Samantha Harris and Michael Thad Allen write for National Review Online about universities circumventing new federal rules related to free speech and due process.
For years, universities have denied basic procedural protections to students accused of sexual misconduct. Despite the seriousness of such allegations, schools routinely condemn students as responsible without so much as a hearing or the opportunity to confront their accusers. This was supposed to change when the Department of Education’s new Title IX regulations took effect on August 14.
But the more things change in higher education, the more they stay the same. It’s no secret that schools fought the new regulations tooth and nail.
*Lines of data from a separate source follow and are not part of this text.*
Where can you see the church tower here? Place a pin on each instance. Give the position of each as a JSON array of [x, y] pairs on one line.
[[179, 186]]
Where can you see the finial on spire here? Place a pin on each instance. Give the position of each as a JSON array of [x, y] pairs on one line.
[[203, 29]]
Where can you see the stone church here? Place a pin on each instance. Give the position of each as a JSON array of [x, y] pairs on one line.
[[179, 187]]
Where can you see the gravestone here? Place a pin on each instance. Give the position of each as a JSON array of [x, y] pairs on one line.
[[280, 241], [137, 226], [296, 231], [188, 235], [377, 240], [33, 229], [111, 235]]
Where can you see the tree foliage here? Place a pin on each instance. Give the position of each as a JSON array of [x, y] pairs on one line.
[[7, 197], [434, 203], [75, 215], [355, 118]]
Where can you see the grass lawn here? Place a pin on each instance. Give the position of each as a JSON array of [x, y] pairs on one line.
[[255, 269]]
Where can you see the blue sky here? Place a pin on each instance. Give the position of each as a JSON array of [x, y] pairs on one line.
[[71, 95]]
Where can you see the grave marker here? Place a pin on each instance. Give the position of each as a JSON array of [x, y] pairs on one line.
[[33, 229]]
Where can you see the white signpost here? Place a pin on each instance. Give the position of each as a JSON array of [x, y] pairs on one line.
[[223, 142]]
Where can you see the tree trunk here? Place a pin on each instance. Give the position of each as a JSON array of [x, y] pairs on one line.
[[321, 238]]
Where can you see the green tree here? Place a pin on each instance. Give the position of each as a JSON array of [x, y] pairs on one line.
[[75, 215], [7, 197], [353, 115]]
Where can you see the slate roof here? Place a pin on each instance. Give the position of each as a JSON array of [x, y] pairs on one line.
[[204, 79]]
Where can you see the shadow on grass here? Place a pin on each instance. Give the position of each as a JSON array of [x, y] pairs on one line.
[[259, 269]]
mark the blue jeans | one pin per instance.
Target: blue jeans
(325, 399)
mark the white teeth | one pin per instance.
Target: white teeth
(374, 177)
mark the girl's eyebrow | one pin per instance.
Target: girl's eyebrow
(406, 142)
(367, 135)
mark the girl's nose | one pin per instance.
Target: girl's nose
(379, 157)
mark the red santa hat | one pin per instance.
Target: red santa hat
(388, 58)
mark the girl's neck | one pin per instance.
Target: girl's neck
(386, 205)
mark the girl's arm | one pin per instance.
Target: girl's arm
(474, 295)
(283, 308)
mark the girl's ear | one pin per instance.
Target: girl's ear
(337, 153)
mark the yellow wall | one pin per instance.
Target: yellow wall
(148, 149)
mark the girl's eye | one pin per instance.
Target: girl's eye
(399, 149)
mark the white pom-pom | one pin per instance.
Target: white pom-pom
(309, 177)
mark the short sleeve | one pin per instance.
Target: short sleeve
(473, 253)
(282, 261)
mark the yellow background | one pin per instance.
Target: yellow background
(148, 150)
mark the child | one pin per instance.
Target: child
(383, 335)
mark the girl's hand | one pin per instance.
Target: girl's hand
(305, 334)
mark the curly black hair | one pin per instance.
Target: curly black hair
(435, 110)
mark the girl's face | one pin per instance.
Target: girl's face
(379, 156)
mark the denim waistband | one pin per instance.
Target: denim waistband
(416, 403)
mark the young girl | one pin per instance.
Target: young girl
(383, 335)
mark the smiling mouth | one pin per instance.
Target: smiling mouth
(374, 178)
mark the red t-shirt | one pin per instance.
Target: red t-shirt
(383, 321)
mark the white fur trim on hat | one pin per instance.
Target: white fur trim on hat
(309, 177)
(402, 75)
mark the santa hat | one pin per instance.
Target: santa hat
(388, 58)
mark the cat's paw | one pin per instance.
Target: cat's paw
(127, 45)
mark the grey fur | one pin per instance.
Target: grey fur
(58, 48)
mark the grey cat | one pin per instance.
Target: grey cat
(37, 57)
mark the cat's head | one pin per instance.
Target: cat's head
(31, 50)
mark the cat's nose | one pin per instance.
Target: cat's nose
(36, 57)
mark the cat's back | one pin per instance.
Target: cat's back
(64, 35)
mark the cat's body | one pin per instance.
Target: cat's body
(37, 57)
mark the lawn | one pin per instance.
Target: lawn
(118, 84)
Now they are outdoing each other to circumvent them.
Universities resisted the regulations despite the fact that they actually deregulate higher education in important ways, by limiting universities’ liability exposure and narrowing the scope of students’ private lives that universities must police.
But universities clearly want to police their students’ sex lives and are now finding creative new ways to do so.
This is a continuation of universities’ zealous expansion of sexual-harassment policies to infringe upon constitutionally protected speech and academic freedom in ways that could never be enforced in a court of law. Civil anti-discrimination laws already extend to behavior that is severe, pervasive, and objectively offensive, but schools want to push beyond this to accommodate everyone’s subjective feelings of offense. Once sacrosanct, academic freedom is now routinely cast aside in the name of student “comfort” and “safety.” Professors can now teach controversial subject material only at great personal risk. At public universities, where the First Amendment applies, numerous Title IX policies have been ruled unconstitutional by federal courts. No such constitutional protections apply at private institutions.
Things were supposed to change in August, when the new Title IX regulations took effect, with robust free speech and due process protections. Now it appears that many campuses are fighting to ensure these protections remain illusory.